In life there are excesses and deficiencies. Let’s suppose that God turned instantly all the excesses into deficiencies and all the deficiencies into excesses. Will anyone notice this change—given that all the relations have remained exactly the same, only the plus became the minus and the minus the plus? But even if someone would, he would be unable to express it, because all the relations have remained the same, and the language of general concepts represents only the relations, and not the contents. Even if every instant God would turn excesses into deficiencies and deficiencies into excesses—even then, no one would be able to express this to anyone else, or even to oneself…

*

What I have just written, no one else will be able to understand; this is why it is being asserted that no one understands anyone, and if one has understood, then one has not, and if one has not, then one has, but this in itself, too, cannot be understood. But even I can no longer understand what I have just written, because the “just now” is no longer a “now” but, as they say, “another now” that is not to be found in the present: now—is always now, as single as my soul. For the soul is something of which I say, in an entirely special way, that it is mine. What is mine is my soul, and in the present, whereas “just now” is mine no longer, for what is mine is the “now” of my soul. Between you and me there is a chasm, and an equal chasm is between me now and me just now, between me and myself, and there is no traversing this chasm by natural means. That is why we talk to one another and think that we understand, but apart from the rare instances of unnatural noumenal intercourse, when words themselves may be unnecessary, no one understands anyone or even oneself. We are all insane, including myself: instead of keeping silent, I speak.
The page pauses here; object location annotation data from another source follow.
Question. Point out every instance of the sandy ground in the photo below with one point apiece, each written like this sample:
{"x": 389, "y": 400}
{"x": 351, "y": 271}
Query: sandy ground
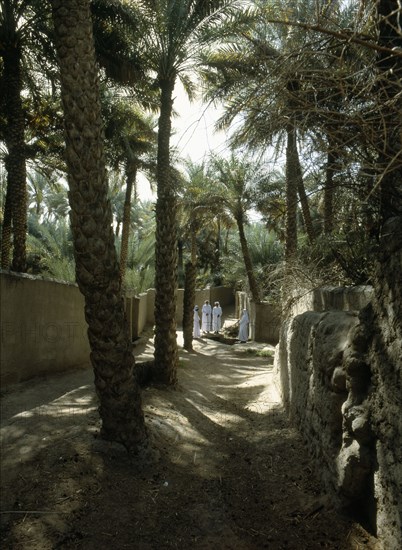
{"x": 226, "y": 470}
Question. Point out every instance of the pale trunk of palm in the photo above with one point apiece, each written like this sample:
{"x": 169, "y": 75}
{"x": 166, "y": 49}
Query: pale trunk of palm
{"x": 308, "y": 224}
{"x": 166, "y": 352}
{"x": 254, "y": 288}
{"x": 15, "y": 215}
{"x": 329, "y": 194}
{"x": 291, "y": 194}
{"x": 294, "y": 155}
{"x": 188, "y": 305}
{"x": 97, "y": 269}
{"x": 125, "y": 233}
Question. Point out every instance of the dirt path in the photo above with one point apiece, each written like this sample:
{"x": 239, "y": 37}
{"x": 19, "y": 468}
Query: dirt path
{"x": 226, "y": 470}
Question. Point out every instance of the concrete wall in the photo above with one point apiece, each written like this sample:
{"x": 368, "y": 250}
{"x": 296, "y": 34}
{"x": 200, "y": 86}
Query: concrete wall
{"x": 267, "y": 323}
{"x": 43, "y": 329}
{"x": 265, "y": 318}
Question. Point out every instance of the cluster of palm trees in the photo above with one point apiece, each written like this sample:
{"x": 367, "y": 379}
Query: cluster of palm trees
{"x": 306, "y": 83}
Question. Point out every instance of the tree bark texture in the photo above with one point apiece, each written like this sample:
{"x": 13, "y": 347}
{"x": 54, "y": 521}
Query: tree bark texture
{"x": 97, "y": 268}
{"x": 16, "y": 204}
{"x": 166, "y": 352}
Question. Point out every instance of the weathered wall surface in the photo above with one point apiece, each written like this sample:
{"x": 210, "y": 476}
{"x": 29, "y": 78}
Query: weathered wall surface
{"x": 340, "y": 379}
{"x": 43, "y": 329}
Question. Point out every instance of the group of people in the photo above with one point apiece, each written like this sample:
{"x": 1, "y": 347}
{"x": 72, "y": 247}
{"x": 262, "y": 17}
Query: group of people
{"x": 211, "y": 318}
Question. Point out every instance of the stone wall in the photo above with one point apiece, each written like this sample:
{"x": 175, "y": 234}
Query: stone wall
{"x": 340, "y": 379}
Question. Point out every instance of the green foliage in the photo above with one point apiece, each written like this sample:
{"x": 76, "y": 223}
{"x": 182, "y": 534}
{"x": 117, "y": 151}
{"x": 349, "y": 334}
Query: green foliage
{"x": 266, "y": 254}
{"x": 50, "y": 249}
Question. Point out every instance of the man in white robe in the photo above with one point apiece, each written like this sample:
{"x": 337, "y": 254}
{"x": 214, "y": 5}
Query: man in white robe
{"x": 243, "y": 327}
{"x": 216, "y": 318}
{"x": 196, "y": 324}
{"x": 206, "y": 316}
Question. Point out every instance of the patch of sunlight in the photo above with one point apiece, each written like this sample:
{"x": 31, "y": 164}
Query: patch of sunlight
{"x": 218, "y": 377}
{"x": 262, "y": 407}
{"x": 218, "y": 415}
{"x": 54, "y": 410}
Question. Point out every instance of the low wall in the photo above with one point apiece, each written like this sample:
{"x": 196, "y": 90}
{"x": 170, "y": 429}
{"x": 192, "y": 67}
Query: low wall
{"x": 265, "y": 318}
{"x": 340, "y": 381}
{"x": 43, "y": 329}
{"x": 331, "y": 298}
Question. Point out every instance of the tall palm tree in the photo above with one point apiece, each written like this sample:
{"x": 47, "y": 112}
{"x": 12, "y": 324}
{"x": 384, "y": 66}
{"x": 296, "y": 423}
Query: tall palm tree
{"x": 236, "y": 191}
{"x": 24, "y": 50}
{"x": 131, "y": 144}
{"x": 97, "y": 268}
{"x": 174, "y": 33}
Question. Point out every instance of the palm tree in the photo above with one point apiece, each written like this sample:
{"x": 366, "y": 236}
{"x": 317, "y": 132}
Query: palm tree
{"x": 97, "y": 268}
{"x": 131, "y": 143}
{"x": 236, "y": 191}
{"x": 24, "y": 37}
{"x": 174, "y": 33}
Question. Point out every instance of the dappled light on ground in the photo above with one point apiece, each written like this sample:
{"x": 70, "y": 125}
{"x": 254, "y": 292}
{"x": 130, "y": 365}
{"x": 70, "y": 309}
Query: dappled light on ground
{"x": 224, "y": 468}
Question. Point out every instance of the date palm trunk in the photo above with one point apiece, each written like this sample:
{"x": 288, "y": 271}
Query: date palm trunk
{"x": 291, "y": 194}
{"x": 97, "y": 268}
{"x": 131, "y": 174}
{"x": 254, "y": 288}
{"x": 166, "y": 352}
{"x": 188, "y": 305}
{"x": 15, "y": 214}
{"x": 329, "y": 193}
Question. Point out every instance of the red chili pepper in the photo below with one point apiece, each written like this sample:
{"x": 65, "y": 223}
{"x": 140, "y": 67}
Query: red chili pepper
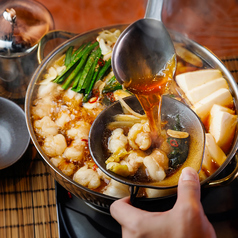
{"x": 173, "y": 143}
{"x": 101, "y": 62}
{"x": 70, "y": 195}
{"x": 95, "y": 167}
{"x": 111, "y": 97}
{"x": 93, "y": 99}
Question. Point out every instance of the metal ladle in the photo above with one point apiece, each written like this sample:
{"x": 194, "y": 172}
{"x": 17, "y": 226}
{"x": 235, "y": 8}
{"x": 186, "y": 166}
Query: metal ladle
{"x": 144, "y": 48}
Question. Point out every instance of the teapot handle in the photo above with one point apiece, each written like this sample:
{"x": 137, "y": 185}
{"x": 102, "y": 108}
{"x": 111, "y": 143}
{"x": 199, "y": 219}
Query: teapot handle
{"x": 50, "y": 36}
{"x": 226, "y": 180}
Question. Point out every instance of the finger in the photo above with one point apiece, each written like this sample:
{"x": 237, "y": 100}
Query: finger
{"x": 189, "y": 186}
{"x": 122, "y": 211}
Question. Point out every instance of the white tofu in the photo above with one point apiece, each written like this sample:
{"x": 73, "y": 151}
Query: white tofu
{"x": 212, "y": 153}
{"x": 216, "y": 108}
{"x": 208, "y": 163}
{"x": 222, "y": 127}
{"x": 221, "y": 97}
{"x": 190, "y": 80}
{"x": 204, "y": 90}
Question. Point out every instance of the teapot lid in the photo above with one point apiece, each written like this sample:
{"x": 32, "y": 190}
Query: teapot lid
{"x": 22, "y": 25}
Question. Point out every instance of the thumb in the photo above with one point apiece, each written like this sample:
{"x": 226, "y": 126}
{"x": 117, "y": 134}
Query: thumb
{"x": 189, "y": 186}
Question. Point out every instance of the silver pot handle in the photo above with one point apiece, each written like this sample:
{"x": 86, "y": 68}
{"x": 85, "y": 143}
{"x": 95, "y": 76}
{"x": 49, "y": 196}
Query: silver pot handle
{"x": 50, "y": 36}
{"x": 226, "y": 180}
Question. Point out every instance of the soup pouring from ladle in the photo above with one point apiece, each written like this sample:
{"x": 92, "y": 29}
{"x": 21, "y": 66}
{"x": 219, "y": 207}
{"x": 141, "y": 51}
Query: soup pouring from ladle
{"x": 144, "y": 61}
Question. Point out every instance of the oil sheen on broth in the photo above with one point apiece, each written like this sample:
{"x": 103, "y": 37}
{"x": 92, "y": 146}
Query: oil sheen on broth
{"x": 149, "y": 90}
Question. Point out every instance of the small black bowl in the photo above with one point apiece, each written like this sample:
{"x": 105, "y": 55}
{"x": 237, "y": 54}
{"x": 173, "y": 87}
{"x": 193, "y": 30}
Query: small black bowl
{"x": 169, "y": 111}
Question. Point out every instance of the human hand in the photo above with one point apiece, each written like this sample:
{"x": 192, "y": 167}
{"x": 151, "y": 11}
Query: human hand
{"x": 185, "y": 219}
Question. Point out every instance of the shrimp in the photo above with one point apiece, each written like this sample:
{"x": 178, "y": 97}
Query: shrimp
{"x": 161, "y": 158}
{"x": 63, "y": 165}
{"x": 51, "y": 88}
{"x": 54, "y": 145}
{"x": 116, "y": 189}
{"x": 80, "y": 131}
{"x": 63, "y": 118}
{"x": 87, "y": 177}
{"x": 155, "y": 171}
{"x": 43, "y": 107}
{"x": 45, "y": 127}
{"x": 117, "y": 140}
{"x": 75, "y": 152}
{"x": 139, "y": 136}
{"x": 133, "y": 161}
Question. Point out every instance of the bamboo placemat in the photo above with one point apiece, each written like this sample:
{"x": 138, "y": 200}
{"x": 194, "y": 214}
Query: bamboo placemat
{"x": 27, "y": 193}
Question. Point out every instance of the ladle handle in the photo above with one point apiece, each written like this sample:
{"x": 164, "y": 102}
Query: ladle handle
{"x": 154, "y": 9}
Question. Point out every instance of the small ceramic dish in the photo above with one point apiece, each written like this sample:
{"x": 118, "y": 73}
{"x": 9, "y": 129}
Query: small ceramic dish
{"x": 14, "y": 136}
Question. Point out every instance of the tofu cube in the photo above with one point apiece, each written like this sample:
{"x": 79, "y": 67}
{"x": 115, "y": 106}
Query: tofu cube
{"x": 221, "y": 97}
{"x": 190, "y": 80}
{"x": 222, "y": 126}
{"x": 213, "y": 153}
{"x": 204, "y": 90}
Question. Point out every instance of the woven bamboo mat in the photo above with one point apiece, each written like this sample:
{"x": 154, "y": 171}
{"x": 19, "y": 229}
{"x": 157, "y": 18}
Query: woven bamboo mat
{"x": 27, "y": 193}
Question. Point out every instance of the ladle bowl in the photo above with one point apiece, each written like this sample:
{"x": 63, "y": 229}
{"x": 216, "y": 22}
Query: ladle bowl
{"x": 144, "y": 48}
{"x": 169, "y": 111}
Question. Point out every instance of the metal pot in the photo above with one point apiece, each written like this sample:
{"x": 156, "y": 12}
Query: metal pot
{"x": 99, "y": 200}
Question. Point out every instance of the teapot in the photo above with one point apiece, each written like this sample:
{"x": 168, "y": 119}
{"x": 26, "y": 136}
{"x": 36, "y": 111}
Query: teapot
{"x": 22, "y": 25}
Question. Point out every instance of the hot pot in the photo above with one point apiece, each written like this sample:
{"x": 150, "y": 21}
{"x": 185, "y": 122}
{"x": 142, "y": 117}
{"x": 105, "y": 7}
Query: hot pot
{"x": 99, "y": 200}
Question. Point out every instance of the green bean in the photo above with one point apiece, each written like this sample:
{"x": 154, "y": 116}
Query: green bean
{"x": 76, "y": 80}
{"x": 73, "y": 62}
{"x": 89, "y": 88}
{"x": 79, "y": 66}
{"x": 90, "y": 62}
{"x": 104, "y": 69}
{"x": 68, "y": 56}
{"x": 91, "y": 72}
{"x": 111, "y": 85}
{"x": 78, "y": 51}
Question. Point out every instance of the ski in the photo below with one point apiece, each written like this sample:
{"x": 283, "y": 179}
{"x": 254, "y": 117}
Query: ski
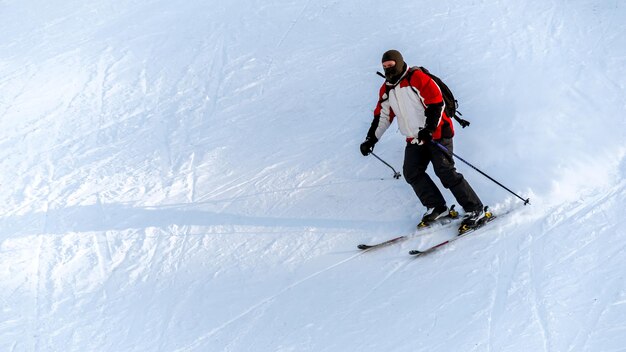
{"x": 464, "y": 231}
{"x": 421, "y": 227}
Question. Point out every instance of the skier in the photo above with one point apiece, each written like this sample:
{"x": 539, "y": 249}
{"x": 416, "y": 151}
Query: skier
{"x": 416, "y": 100}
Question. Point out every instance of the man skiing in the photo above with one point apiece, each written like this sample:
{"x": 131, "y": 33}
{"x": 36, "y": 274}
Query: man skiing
{"x": 414, "y": 98}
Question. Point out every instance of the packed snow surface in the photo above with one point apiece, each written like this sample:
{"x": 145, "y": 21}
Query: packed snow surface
{"x": 185, "y": 176}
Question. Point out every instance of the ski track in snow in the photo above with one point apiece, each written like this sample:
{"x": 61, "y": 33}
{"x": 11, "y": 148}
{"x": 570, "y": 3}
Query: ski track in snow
{"x": 198, "y": 162}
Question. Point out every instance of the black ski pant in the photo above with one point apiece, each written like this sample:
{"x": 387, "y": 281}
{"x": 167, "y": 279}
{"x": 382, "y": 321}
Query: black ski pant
{"x": 416, "y": 160}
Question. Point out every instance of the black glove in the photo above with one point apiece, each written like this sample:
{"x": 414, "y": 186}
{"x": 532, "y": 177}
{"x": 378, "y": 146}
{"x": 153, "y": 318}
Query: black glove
{"x": 424, "y": 136}
{"x": 368, "y": 146}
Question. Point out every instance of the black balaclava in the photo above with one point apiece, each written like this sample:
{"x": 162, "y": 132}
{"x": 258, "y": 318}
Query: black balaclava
{"x": 393, "y": 74}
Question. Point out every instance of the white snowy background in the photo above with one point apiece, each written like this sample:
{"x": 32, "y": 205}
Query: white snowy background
{"x": 185, "y": 176}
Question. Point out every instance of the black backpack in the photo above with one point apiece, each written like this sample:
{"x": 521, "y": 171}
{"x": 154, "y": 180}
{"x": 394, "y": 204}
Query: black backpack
{"x": 448, "y": 98}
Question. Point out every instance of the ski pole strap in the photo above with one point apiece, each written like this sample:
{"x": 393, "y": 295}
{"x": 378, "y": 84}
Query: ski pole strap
{"x": 448, "y": 152}
{"x": 396, "y": 174}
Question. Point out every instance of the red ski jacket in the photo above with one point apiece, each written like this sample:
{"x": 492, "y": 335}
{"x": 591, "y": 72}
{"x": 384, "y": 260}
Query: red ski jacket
{"x": 417, "y": 103}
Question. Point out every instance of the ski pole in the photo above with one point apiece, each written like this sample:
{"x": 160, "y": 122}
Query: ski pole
{"x": 448, "y": 152}
{"x": 396, "y": 174}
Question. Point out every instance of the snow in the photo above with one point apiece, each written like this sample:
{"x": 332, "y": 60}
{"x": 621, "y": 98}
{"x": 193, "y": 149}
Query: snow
{"x": 186, "y": 177}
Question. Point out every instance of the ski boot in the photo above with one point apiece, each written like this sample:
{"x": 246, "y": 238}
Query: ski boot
{"x": 475, "y": 219}
{"x": 436, "y": 213}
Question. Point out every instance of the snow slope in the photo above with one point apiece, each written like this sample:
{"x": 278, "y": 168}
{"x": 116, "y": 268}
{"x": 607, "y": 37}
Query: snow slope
{"x": 186, "y": 177}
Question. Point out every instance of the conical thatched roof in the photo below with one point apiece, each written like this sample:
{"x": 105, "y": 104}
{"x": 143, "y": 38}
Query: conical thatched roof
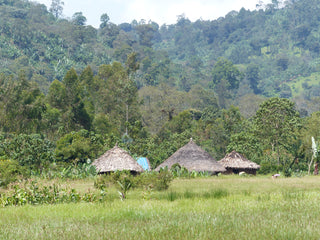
{"x": 237, "y": 161}
{"x": 116, "y": 159}
{"x": 193, "y": 158}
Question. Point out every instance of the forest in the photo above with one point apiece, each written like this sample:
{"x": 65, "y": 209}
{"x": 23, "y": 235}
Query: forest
{"x": 247, "y": 81}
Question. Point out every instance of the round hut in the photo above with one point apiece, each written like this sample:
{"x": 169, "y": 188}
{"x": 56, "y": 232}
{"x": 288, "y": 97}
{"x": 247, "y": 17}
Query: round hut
{"x": 235, "y": 163}
{"x": 116, "y": 159}
{"x": 193, "y": 158}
If I travel by train and the train reverses its direction and I miss this change because the windows are curtained and I cannot see which way we travel and towards what destination, then how can I find out whether the train is traveling forward or backward? It will seem to me that the train is always going in the same direction. It is the same between people, and between any person and himself. We travel, apparently together, and I travel together with myself—but so often do we change direction without noticing, that we have long parted ways, are going in opposite directions, while thinking that we are traveling together. But the opposite also happens: we imagine that we noticed a change of direction and that we have parted ways and are now traveling in opposite directions, but in actuality the changes of direction have accidentally aligned themselves, and we are traveling in the same direction, even though we do not know this, or where we are traveling to. We know nothing and understand nothing—neither others nor ourselves—and can only ask God to grant us a noumenal understanding of one another and ourselves—an inkling, at last, of noumenal understanding.

“When I said, My foot slippeth; thy mercy, O Lord, held me up. In the multitude of my thoughts within me thy comforts delight my soul” (Psalm 94).